Matia Kasaija: In order to avoid wasting and leakage of the benefits from minerals, oil and gas resources, proceeds of extraction will be invested for both the current and future generations.


Services sector registered highest growth rate

The agriculture sector maintained its recovery, sustaining a 3.8% growth rate in 2018/19.

The minister says enforcement of fishing activity helped in the recovery of fish catches and that provision of extension services and control of pests and diseases also boosted harvests in crops such as maize, beans, fruits and vegetables.

The services sector grew at 7.2% last financial year. It was the highest rate of all the sectors.

The industry sector grew at 5.8% this year.



With Africa’s economic performance continuing to recover on the global scene, the minister says the EAC region is the fastest growing economic bloc in Africa.

“Uganda’s trade with other African countries is increasing, and amounted to 59% of total goods exported in 2018,” he says. Total goods exported to the EAC amounted to $1,469m compared to imports of $911m.

We understand that Uganda’s economy is estimated to have grown by 6.1% in 2018/19. The size of the economy is now sh109 trillion.



Kasaija: Unemployment remains a challenge. With 600,000 new entrants in the job market annually, there is need for more jobs.
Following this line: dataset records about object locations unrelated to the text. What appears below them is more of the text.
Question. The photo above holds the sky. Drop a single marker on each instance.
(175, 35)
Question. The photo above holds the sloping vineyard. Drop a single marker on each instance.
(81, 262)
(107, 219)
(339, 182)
Kasaija: Income inequality has widened as wealth hasn’t been created faster in rural areas hence the president traversing the country to show people how to create wealth.

Minister Kasaija – Uganda’s economy has recovered and picked momentum, growing at a rate of 6.6% per year over the past three years. Also the Average incomes of Ugandans have increased $825 per person In the Financial year we are about to end, compared to $800 last year.



Three major challenges

Minister Kasaija picks out three major development challenges that Uganda is still grappling with. Unemployment, income inequality as well as malnutrition and unhealthy lifestyles.

He says “53% of children under five years are malnourished and hence anemic, and 29% of them are stunted or wasted”.

Meanwhile, inappropriate feeding, especially among the more affluent, is a major cause of a surge in chronic non-communicable diseases. Coronary heart disease, cancer, diabetes, high blood pressure and obesity are some of them.



Substantial strides for Uganda

The minister says that Uganda has made substantial progress towards the goal of a middle income status  as underlined by some examples:

– The economy has recovered and picked momentum. It has grown at over 6% per annum over the last two years.

– Average incomes of Ugandans have increased.

– The quality of Uganda’s labour force has “dramatically improved”. We understand that the proportion of the labour force with tertiary education has increased from 7.5% in 2013 to 13.6% in 2017.

– Services have increased to 48.7% today from 32% in 1986.

– In terms of export performance, diversification has led to non-traditional cash crops fetching Uganda $2.84bn last financial year.

– Trade with the EAC partners has “significantly improved”, generating a surplus of $557m last year.

– National grid electricity connections have increased to 1.3 million customers.

– Many new factories have been opened. The impact is that Ugandan products in supermarkets has increased from 15% to 45%. Here, the target it to reach 50% by the year 2020.



SERENA – “In accordance with Artical 155(1) of the 1995 Consistution of the Republic of Uganda and Section 13(13) of the Public Finance Management Act 2015, I presented the budget proposals for Financial Year 2019/20 to Parliament on March 28, 2019. I applaud honourable Members of Parliament for their dedication in the reviewing of the proposals and the approval of the budget on May 24, 2019,” he starts off.

He says that his statement presents the economic and development context under which the new fiscal year budget was prepared and highlight the priority actions that “underpin the allocations that have been appropriated by Parliament”.